Nunca é demais voltar a discussão para a questão da igualdade de direitos entre homens e mulheres. A IV Conferência Mundial sobre a Mulher, aconteceu em Beijing, na China, em 1995 e trouxe como pauta principal a necessidade de se debater a discriminação de gênero, discutindo a posição que as mulheres têm ocupado no cenário internacional.

No entanto, de acordo com Virginia Guzmán, no prólogo da publicação Plataforma Beijing 95: Um instrumento de ação para as mulheres, ao chegar à China, grande parte do trabalho propositivo e de negociação já estava feito.

No Fórum Mundial de Organizações não Governamentais (ONGs), que ocorreu em Huairou, paralelo à Conferência, estiveram presentes cerca de 30 mil mulheres e 1.600 homens, discutindo as grandes linhas e orientações das mudanças desejadas.

Na Conferência, foi a vez de se criar formulações que viabilizassem o avanço da Plataforma de Ação. "Tratava-se de tecer, pouco a pouco, os acordos que entrariam no documento final", como destacou Virginia Guzmán. Além disso, tratou-se de elaborar um programa mundial de igualdade, orientado para assegurar os direitos humanos das mulheres, sem distinções de ração, etnia, idade, condição social, estado civil, religião ou cultura.

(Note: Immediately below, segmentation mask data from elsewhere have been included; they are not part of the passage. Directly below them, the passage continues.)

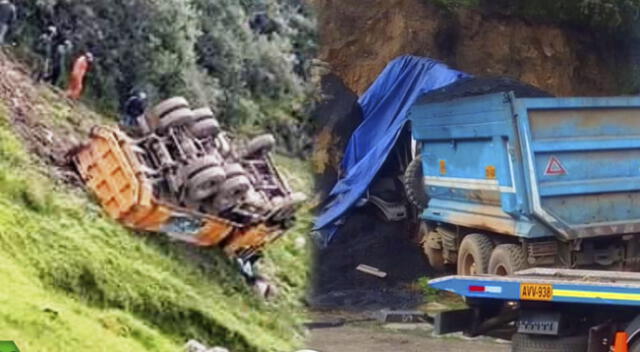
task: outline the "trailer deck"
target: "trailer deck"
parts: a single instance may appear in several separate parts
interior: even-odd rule
[[[470,298],[640,306],[640,273],[528,269],[509,277],[447,276],[429,285]]]

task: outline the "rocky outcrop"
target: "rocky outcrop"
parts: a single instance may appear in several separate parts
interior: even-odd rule
[[[399,55],[436,58],[477,75],[507,75],[556,95],[618,93],[618,48],[596,34],[427,0],[309,0],[321,59],[361,94]]]

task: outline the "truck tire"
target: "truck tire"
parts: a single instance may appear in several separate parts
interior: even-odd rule
[[[234,178],[236,176],[246,175],[247,173],[242,165],[238,163],[226,164],[224,166],[224,172],[227,174],[228,179]]]
[[[251,182],[246,176],[227,179],[213,200],[215,210],[223,211],[234,207],[250,188]]]
[[[202,171],[202,169],[206,169],[212,166],[220,166],[220,164],[220,158],[214,155],[207,155],[205,157],[191,161],[189,164],[184,166],[181,171],[182,175],[186,176],[186,178],[188,179],[197,172]]]
[[[198,202],[213,196],[220,189],[224,178],[224,170],[221,167],[209,167],[198,172],[187,183],[189,200]]]
[[[635,341],[629,346],[629,352],[640,352],[640,341]]]
[[[180,108],[160,118],[157,132],[163,134],[169,127],[184,125],[191,121],[193,112],[189,108]]]
[[[181,108],[189,108],[189,102],[183,97],[174,97],[158,103],[151,109],[150,114],[160,119],[168,113]]]
[[[424,189],[424,177],[422,172],[422,157],[416,156],[404,173],[404,191],[409,203],[418,209],[424,209],[429,204],[429,198]]]
[[[251,188],[251,182],[246,176],[236,176],[224,181],[220,186],[220,196],[237,200],[244,196],[249,188]]]
[[[586,351],[588,337],[580,336],[542,336],[514,334],[511,339],[512,352],[580,352]]]
[[[478,233],[465,236],[458,249],[458,275],[486,274],[492,251],[493,242],[488,236]]]
[[[213,115],[213,111],[211,111],[211,109],[209,108],[200,108],[193,110],[193,119],[191,121],[193,123],[196,123],[207,118],[215,118]]]
[[[244,153],[242,153],[242,156],[246,158],[252,155],[265,154],[272,151],[275,145],[276,138],[272,134],[264,134],[252,139],[247,144],[247,147]]]
[[[527,256],[517,244],[501,244],[491,253],[489,274],[509,276],[528,266]]]
[[[200,120],[189,128],[197,138],[215,137],[220,132],[220,123],[214,118]]]
[[[433,236],[436,236],[437,233],[431,231],[429,226],[424,222],[420,224],[420,236],[422,238],[422,250],[424,251],[424,255],[427,257],[427,261],[429,265],[435,271],[444,271],[444,256],[442,255],[442,249],[433,248],[429,245]]]

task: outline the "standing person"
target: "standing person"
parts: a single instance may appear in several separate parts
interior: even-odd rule
[[[0,46],[6,44],[7,33],[16,20],[16,7],[9,0],[0,0]]]
[[[138,116],[144,114],[147,108],[147,93],[137,92],[127,99],[122,109],[122,125],[126,127],[136,127]]]
[[[36,52],[40,54],[40,64],[38,65],[38,74],[36,75],[36,81],[38,82],[43,79],[48,79],[51,76],[53,42],[57,34],[58,29],[54,26],[49,26],[38,38],[38,43],[36,45]]]
[[[53,62],[51,64],[51,75],[47,81],[52,85],[57,85],[60,81],[60,76],[66,74],[69,66],[69,54],[71,53],[73,46],[71,41],[63,40],[62,38],[57,41],[53,50]]]
[[[86,52],[80,55],[73,63],[73,69],[71,69],[71,76],[69,78],[69,88],[67,89],[67,96],[70,99],[80,99],[82,90],[84,89],[84,77],[89,71],[92,62],[93,54]]]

Dando prosseguindo às conferências que aconteceram na cidade do México em 1975, em Copenhague em 1985 e em Nairobi em 1985, a Conferência de Beijing procurou enfatizar a necessidade de se ter governos comprometidos com a Plataforma de Ação, incentivando a eliminação de obstáculos para a participação das mulheres em todos os campos da vida pública e privada.

A Declaração de Beijing

A Declaração manifesta explicitamente a vontade política de governos de diferentes matizes ideológicos, culturais e religiosos. Por isso, alguns temas foram objeto de prolongados diálogos a negociações. Entre esses, destacam‑se:

  • A titularidade dos direitos das mulheres em todos os campos ou sua supeditação à família.
  • A consideração dos direitos das mulheres como direitos humanos universais.
  • Os direitos das meninas e a responsabilidade dos pais em sua educação, especialmente em relação à sexualidade.
  • A proposta dos países pobres de obter novos recursos para seu desenvolvimento e a resistência dos países ricos em proporcioná‑los.

Em Beijing, os governos se comprometeram a impulsionar o consenso e os progressos alcançados em conferências anteriores das Nações Unidas (em alguns países essas medidas levaram a uma representação de 33,3 por cento ou mais nos governos locais e nacionais.), com o objetivo de conseguir a igualdade, o desenvolvimento e a paz.

A Declaração reconhece que a situação das mulheres experimentou avanços impor­tantes na última década, embora não homogêneos, persistindo as desigualdades entre mulheres e homens, o que constitui um obstáculo importante para o bem‑estar de todos os povos.

Os governos destacaram que se comprometem, sem reservas, a combater essas limitações, reconhecendo que os direitos das mulheres são direitos humanos consagrados internacionalmente. Nesse sentido, reafirmaram a necessidade de garantir a plena aplicação dos direitos humanos das mulheres e meninas como parte inalienável, integral e indivisível de todos os direitos e liberdades fundamentais, estabelecendo o direito de todas as mulheres a decidir conscientemente, com base em suas crenças e aspirações.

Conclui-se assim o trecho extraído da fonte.